Narcisse Rulot, the director of SNCB at the time, was considered anti-Semitic and pro-Nazi. Campaigners say his complacency in allowing the Germans  to transport Jews via SNCB greatly aided in the suffering and deaths of thousands of people. “I carry everything that comes, he said, I do not look what is in the closed cars.”

The Belgian railway apologized in 2012 for its wartime role, but for many relatives of victims this was not enough.

According to Nico Wouters, a historian and expert on the topic, the archives that would prove the railway’s part in the deportations are missing, most likely having been destroyed. “Legally, we are in limbo, we do not know precisely the procedure set up by the Germans for the execution of deportations by the SNCB,” he added.

Those who have looked into this issue agree that the directors of the time did nothing to prevent the deportation of Jews from Belgium.

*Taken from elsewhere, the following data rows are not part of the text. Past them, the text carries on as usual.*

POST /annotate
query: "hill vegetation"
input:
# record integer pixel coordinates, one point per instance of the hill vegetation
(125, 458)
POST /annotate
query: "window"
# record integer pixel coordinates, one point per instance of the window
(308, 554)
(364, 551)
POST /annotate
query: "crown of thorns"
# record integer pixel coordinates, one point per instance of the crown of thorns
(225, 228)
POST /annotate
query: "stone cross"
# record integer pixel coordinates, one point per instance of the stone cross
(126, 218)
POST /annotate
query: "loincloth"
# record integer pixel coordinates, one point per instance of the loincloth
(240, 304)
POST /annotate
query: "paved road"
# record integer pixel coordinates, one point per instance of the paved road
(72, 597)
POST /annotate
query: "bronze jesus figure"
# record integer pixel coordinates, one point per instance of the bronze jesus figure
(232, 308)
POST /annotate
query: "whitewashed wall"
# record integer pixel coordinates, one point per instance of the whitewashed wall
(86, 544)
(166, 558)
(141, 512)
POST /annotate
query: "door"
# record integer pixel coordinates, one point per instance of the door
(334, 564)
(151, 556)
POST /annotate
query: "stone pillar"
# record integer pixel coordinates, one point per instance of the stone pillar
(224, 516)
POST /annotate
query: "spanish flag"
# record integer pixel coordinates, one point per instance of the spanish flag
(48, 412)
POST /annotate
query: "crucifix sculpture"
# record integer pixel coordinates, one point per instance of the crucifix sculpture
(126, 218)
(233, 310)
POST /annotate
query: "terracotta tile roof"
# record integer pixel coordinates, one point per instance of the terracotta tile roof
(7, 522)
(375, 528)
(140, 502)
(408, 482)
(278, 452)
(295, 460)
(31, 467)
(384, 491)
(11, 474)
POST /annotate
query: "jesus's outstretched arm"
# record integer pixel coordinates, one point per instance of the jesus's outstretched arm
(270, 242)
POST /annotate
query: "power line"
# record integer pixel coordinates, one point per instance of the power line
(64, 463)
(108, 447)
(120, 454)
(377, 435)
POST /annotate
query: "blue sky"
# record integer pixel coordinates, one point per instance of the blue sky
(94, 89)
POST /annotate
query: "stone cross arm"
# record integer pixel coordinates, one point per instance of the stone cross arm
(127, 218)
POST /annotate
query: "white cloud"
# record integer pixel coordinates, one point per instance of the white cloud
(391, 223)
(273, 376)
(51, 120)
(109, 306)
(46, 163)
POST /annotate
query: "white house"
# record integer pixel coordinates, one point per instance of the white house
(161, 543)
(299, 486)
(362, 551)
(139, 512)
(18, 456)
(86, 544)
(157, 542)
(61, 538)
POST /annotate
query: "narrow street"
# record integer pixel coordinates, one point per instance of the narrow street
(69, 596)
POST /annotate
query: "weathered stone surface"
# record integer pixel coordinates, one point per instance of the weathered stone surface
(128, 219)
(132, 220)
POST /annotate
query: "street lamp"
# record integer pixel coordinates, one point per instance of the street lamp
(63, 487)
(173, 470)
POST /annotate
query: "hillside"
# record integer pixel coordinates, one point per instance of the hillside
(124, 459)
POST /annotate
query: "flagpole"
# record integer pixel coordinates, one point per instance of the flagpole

SNCB said claims for compensation are a matter for the Belgian Minister in charge of  mobility, François Bellot. He is due to meet representatives from the country’s Jewish community shortly to discuss the issue.

In 2014, France paid €50 million ($57 million) to victims who had been transported to death camps by the national railway SNCF trains during the Holocaust. The Netherlands made the same move in 2018, acknowledging its state-owned rail company’s role in delivering thousands of Jews to their deaths.